Hebei Iron & Steel Group, the country’s largest steel mill, lowered its purchase price of silic-manganese to 6,950 yuan ($1,119) per tonne for May delivery, down 150 yuan from its April levels, sources told Metal Bulletin. This is the fourth consecutive month of price cut from the mill.
The steel mill lowered its ferro-manganese purchase price by 150 yuan from last month to 6,150 yuan per tonne for May delivery. “Hebei Steel’s price drop is 50 yuan more than we expected and hit the already weak market,” a trader from Shanghai said.
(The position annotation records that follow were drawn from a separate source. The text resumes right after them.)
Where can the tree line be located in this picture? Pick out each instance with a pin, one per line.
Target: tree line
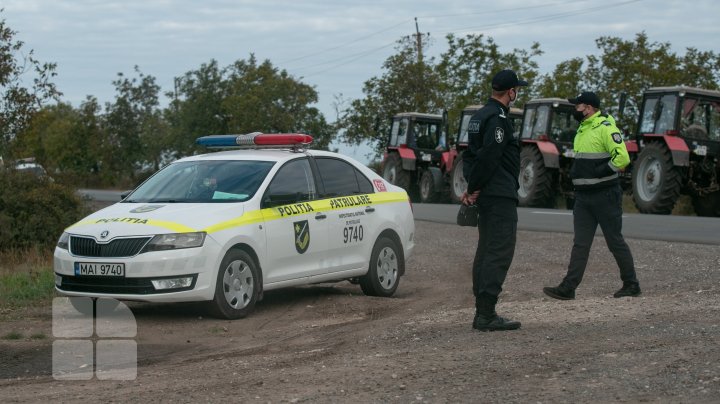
(119, 143)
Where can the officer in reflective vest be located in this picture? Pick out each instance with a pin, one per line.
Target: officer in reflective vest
(600, 154)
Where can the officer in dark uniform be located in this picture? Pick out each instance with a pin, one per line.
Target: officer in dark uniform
(491, 165)
(600, 153)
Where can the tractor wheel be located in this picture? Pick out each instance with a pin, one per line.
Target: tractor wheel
(535, 180)
(428, 192)
(656, 181)
(458, 185)
(707, 205)
(394, 173)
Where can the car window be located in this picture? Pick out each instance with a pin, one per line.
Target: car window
(341, 178)
(203, 181)
(292, 183)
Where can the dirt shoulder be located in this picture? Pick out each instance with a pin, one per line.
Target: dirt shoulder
(329, 343)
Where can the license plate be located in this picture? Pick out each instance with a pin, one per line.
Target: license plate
(99, 269)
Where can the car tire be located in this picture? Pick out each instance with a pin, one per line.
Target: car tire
(386, 265)
(237, 287)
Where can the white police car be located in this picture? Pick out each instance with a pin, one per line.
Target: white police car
(223, 227)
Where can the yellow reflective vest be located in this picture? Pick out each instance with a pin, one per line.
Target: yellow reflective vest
(600, 153)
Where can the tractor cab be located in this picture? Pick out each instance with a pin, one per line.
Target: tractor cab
(546, 152)
(679, 137)
(416, 155)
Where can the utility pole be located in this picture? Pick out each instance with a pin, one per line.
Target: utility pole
(418, 38)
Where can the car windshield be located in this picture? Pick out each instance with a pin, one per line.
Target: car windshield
(213, 181)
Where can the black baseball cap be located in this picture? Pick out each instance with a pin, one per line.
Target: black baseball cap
(586, 97)
(507, 79)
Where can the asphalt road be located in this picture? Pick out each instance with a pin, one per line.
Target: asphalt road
(689, 229)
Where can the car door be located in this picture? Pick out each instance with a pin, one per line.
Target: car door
(347, 193)
(296, 231)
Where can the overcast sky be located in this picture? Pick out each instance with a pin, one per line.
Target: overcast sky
(334, 46)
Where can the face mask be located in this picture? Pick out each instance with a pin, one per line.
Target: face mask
(579, 116)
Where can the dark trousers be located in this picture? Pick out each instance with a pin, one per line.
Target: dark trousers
(592, 208)
(497, 228)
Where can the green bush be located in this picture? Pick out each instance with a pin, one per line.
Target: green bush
(34, 211)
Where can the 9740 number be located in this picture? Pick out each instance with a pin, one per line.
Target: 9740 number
(352, 234)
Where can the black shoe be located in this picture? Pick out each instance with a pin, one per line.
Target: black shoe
(628, 289)
(560, 292)
(494, 323)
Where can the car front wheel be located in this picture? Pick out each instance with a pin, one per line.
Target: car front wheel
(386, 264)
(237, 287)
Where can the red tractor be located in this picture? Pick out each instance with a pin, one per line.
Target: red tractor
(546, 155)
(679, 135)
(458, 185)
(416, 157)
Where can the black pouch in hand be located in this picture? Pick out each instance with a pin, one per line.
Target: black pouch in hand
(467, 215)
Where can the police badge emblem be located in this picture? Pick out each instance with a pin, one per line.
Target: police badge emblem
(499, 135)
(302, 236)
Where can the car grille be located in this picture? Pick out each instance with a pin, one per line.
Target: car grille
(118, 248)
(125, 286)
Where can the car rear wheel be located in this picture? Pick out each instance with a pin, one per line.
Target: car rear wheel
(237, 287)
(386, 265)
(656, 181)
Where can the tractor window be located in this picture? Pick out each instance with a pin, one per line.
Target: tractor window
(563, 126)
(659, 115)
(700, 119)
(398, 133)
(536, 122)
(463, 136)
(427, 135)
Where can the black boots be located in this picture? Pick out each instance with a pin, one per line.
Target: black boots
(486, 319)
(628, 289)
(561, 292)
(494, 323)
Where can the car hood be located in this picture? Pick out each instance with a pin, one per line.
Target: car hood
(138, 219)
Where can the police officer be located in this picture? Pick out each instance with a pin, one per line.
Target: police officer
(600, 154)
(491, 165)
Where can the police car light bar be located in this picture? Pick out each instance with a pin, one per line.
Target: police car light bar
(256, 140)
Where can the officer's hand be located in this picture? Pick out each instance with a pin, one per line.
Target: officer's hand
(472, 197)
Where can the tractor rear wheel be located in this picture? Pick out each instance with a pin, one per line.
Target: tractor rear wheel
(394, 173)
(707, 205)
(656, 181)
(535, 179)
(428, 191)
(458, 185)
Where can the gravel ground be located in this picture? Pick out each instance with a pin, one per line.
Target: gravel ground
(329, 343)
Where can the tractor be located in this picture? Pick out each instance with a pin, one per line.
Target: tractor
(416, 157)
(457, 181)
(546, 153)
(679, 136)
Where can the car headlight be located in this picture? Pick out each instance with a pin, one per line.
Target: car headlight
(175, 241)
(64, 241)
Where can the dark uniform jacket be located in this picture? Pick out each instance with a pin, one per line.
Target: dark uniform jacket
(491, 163)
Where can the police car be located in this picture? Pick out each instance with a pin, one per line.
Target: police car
(223, 227)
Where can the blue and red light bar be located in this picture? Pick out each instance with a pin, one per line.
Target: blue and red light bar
(256, 140)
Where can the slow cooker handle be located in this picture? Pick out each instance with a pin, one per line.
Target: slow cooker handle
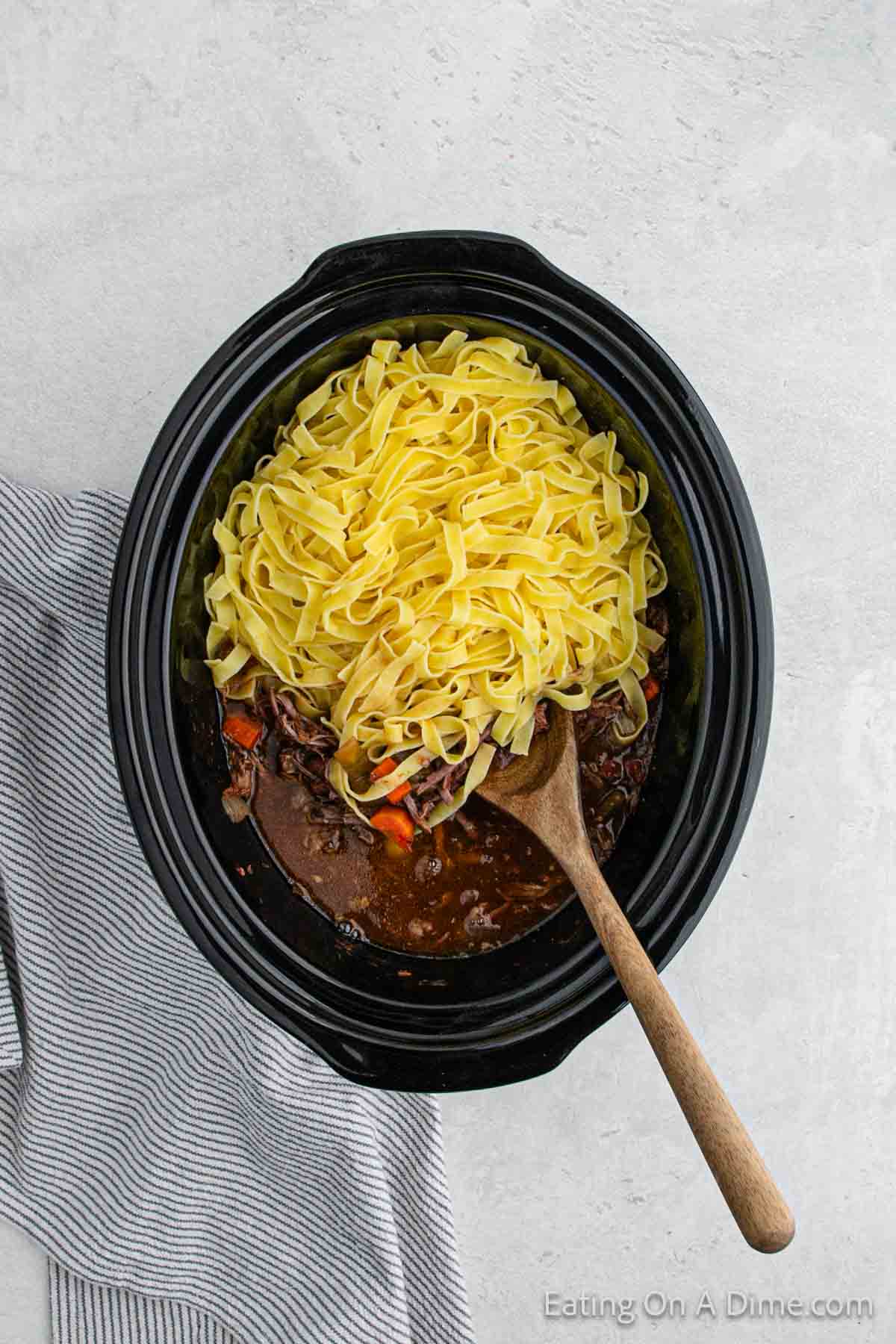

Shagang Group, the largest private steel mill in the country, also lowered its purchase price of silico-manganese to 6,950 yuan per tonne for May, down 50 yuan from April. All prices include delivery and payment in an acceptance draft.
Manganese alloys smelters have no way but to cut output to reduce the risk of loss, especially in the northern regions of the country where operating rates are at 50-60% at the moment, market participants said. Operating rate of smelters in the south is less than 20-30% as cheaper power prices seen during monsoon have not kicked in yet, according to sources.
Spot prices of silico-manganese and ferro-manganese stayed bearish in the week, with silico-manganese at 6,550-6,850 yuan per tonne and ferro-manganese at 6,150-6,250 yuan per tonne, both unchanged from last week.
With firm prices from overseas manganese miners, traders in China continued to hold their offers for spot manganese ore although trade remained light.
Traders were offering spot Australian 46% lump at 46-47 yuan ($6.1-6.2) per mtu and 38% lump ore from South Africa at 39.5-40.5 yuan ($5.1-5.3), both on a free-on-train Tianjin basis.